The average value of these coins in the mint state starts at $13 and can go as high as 3,00 for a grade of MS 69. The highest-selling 1972-S uncirculated Eisenhower dollar known to date sold in 2005 for $5,750.
1972 Eisenhower Dollar Grading
The value of a 1972 Eisenhower is dependent on the actual grade of the coin (and the possible occurrence of any errors, which we explore below). So how exactly is a 1972 Eisenhower dollar graded, and just what is the value of these different grades?
Rare 1972 Eisenhower Dollar Errors
Out of the 4 million 1972 Eisenhower dollars minted, some of them obtained errors through the striking process. Amongst these errors were double die errors and clipped planchet errors.
1972 Eisenhower Dollar Double Die Error
When a planchet moves slightly between the striking process followed by the dying process, the result is a slight double image on the coin. This is a common error in the minting process and occurred throughout the minting of the 1972 Eisenhower dollar. This simple error can raise the value of these coins from tens of dollars to hundreds.
1972 Eisenhower Dollar Clipped Planchet Errors
When a planchet does not properly move and is slightly overlapped with another, a clipped planchet will likely occur.

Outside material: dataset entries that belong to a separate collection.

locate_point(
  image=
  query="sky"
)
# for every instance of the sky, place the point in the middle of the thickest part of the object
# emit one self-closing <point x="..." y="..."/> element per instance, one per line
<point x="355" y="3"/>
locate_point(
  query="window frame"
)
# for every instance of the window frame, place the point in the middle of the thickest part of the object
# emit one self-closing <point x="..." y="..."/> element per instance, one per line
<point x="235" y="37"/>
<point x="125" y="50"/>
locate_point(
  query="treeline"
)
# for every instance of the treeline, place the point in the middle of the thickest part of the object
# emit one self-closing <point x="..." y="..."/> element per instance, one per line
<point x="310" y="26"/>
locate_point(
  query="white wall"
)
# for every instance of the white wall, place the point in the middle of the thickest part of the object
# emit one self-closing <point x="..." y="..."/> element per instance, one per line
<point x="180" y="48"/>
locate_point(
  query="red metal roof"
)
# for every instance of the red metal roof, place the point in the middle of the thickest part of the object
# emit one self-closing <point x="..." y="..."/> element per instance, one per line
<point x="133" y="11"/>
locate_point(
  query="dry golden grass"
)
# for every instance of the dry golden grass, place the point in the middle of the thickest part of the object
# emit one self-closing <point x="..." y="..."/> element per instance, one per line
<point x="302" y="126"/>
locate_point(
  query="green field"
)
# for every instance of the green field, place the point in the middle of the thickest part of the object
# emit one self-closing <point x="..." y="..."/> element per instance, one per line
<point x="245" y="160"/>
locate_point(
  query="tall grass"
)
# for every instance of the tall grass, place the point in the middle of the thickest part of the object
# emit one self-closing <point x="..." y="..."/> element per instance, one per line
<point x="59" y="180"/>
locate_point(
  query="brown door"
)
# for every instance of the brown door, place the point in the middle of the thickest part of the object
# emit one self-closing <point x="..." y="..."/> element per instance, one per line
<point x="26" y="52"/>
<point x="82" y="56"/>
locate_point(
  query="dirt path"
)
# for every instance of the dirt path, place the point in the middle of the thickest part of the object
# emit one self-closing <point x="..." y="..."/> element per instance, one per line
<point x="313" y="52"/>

A coin with a chipped planchet will have a portion of the coin cut off. The percentage of the coin that can be clipped is usually mine, but it can, at times, take off a sizable amount of the coin.
1972 Eisenhower Dollar FAQs
What makes a 1972 Eisenhower Dollar rare?
The 1972 Eisenhower Dollar coin is considered a rare coin because it contains silver (silver stopped being used in U.S. coins in 1970), and it was made to be a collector’s item and was available in a limited quantity.
How can I tell if my 1972 Eisenhower Dollar is silver?
If your 1972 Eisenhower dollar was struck at the San Francisco Mint and has an “S” mint mark, you can be sure that this coin does contain silver. It is made of 40% silver and 60% copper. Any other mint mark or no mint mark at all makes it certain that the 1972 Eisenhower dollar does not contain any silver. Some of these coins were composed of 90% silver and 10% copper.
Are all 1972 Eisenhower dollars 40% silver?
No, not all 1972 Eisenhower dollars contain 40% silver. The only 1972 Eisenhower silver dollars that contain silver are the coins struck at the San Francisco Mint. In this case, if it is a 1972-S silver dollar, it will partially be made out of silver. Additionally, the 1972 Proof Eisenhower dollar coins were made out of 90% silver.